Les États espagnol et français maintiennent une situation de blocage. Dans ce contexte, l’association Etxerat communique sa décision de faire un nouveau pas en avant : comme cela est déjà établi dans les statuts de l’association, nous allons prendre en charge directement l’assistance juridique et sanitaire de nos parents et amis prisonniers.
Etxerat travaillera du point de vue juridique au côté des avocats dans deux domaines. D’une part, chacune des initiatives juridiques permettant la libération et le retour chez eux des prisonnier(e)s sera abordée. Toutes les procédures juridiques possibles seront analysées et mises en œuvre, en fonction de la situation de chaque prisonnier(e). D’autre part, nous continuerons à travailler à la défense des droits humains fondamentaux et à l’amélioration des conditions de vie de ceux qui sont encore en prison. Dans ces deux domaines, nous mènerons notre travail jusqu’à son terme et dans ce sens, nous sommes conscients que dans le cas de certaines procédures, nous devrons aller jusqu’à la Cour Européenne de Strasbourg.

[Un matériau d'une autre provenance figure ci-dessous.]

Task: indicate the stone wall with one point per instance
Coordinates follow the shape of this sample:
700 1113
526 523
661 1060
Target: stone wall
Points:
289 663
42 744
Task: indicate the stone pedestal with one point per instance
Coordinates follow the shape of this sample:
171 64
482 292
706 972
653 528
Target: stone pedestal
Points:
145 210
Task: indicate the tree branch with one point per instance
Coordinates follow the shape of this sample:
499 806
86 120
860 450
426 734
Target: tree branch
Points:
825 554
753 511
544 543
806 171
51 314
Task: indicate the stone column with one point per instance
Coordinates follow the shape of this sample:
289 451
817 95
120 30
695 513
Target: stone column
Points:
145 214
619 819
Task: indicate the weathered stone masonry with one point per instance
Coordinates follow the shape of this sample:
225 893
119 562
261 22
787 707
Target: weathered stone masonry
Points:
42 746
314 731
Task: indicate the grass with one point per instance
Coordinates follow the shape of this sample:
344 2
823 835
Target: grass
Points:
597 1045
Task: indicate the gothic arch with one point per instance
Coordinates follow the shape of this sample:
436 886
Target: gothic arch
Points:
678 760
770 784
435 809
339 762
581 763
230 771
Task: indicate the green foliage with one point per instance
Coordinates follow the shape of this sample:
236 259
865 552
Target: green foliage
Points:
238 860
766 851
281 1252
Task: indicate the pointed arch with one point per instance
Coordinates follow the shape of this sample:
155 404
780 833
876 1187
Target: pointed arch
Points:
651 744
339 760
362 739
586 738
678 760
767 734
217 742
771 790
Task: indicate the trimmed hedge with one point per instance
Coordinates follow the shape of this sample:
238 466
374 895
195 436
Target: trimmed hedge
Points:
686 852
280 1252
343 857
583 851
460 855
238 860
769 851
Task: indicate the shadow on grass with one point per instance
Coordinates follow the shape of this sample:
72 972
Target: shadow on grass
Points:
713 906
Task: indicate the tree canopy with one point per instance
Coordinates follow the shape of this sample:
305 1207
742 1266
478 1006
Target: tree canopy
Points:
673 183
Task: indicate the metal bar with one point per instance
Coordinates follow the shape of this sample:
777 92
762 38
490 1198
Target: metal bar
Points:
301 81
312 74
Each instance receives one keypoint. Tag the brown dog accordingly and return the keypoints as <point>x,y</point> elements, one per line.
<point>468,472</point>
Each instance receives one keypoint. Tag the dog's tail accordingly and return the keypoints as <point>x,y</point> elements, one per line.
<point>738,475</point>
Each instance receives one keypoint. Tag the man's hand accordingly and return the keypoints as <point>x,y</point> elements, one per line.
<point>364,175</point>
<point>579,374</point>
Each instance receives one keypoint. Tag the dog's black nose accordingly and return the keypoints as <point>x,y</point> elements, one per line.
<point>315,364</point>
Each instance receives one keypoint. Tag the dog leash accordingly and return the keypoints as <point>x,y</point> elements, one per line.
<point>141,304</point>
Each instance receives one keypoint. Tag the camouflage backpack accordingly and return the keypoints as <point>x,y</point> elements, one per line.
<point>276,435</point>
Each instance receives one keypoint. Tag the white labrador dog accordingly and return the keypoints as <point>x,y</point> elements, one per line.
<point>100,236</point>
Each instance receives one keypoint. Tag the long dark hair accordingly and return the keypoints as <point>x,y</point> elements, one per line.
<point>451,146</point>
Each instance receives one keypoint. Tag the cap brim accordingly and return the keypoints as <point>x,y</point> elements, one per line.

Dans le domaine de l’assistance, voulons souligner que le nombre de prisonniers du Collectif est aujourd’hui de 312, mais que les besoins augmentent au fur et à mesure que ce nombre diminue. Les chiffres sont crus, et reflètent une augmentation exponentielle très inquiétante du nombre de prisonniers malades : parmi les 91 prisonniers atteints d’une forme ou l’autre de pathologie, 13 figurent dans la liste de ceux qui souffrent de maladies graves et incurables (cinq de plus qu’il y a huit ans) tandis que huit autres, se trouvant dans la même situation, ne souhaitent pas rendre leur cas public. 19 prisonniers politiques basques sont morts derrière les barreaux. Derrière ces données, se trouvent, entre autres, les très longues condamnations et le facteur de l’âge des prisonnier(e)s.
Il est grand temps de répondre aux problèmes de santé physique et psychique qu’ils présentent, ainsi qu’à la question de l’assistance juridique dont nos parents et amis prisonniers vont avoir besoin.
Nous n’oublions pas non plus les conséquences que la dispersion provoque sur l’entourage familial et amical des prisonnier(e)s, Et Etxerat continuera à se doter de moyens humains et techniques pour réduire, autant que possible, ces coûts.
Nous souhaitons transmettre notre demande d’aide à la société basque pour pouvoir faire face au nouveau défi mis en place par Etxerat, et qui s’ajoute, comme nous l’avons dit, à la nécessité d’alléger les besoins et les coûts dérivés de la dispersion et de l’éloignement. Durant ces prochains mois, nous nous réunirons avec des acteurs politiques, syndicaux et sociaux, avec des travailleurs et des entreprises, avec des personnes référentes dans le domaine du sport et de la culture, avec les autorités religieuses, pour leur exposer l’importance de s’impliquer dans ce pari décisif et de contribuer à faire un pas irréversible vers la paix et la résolution définitive des conséquences du conflit.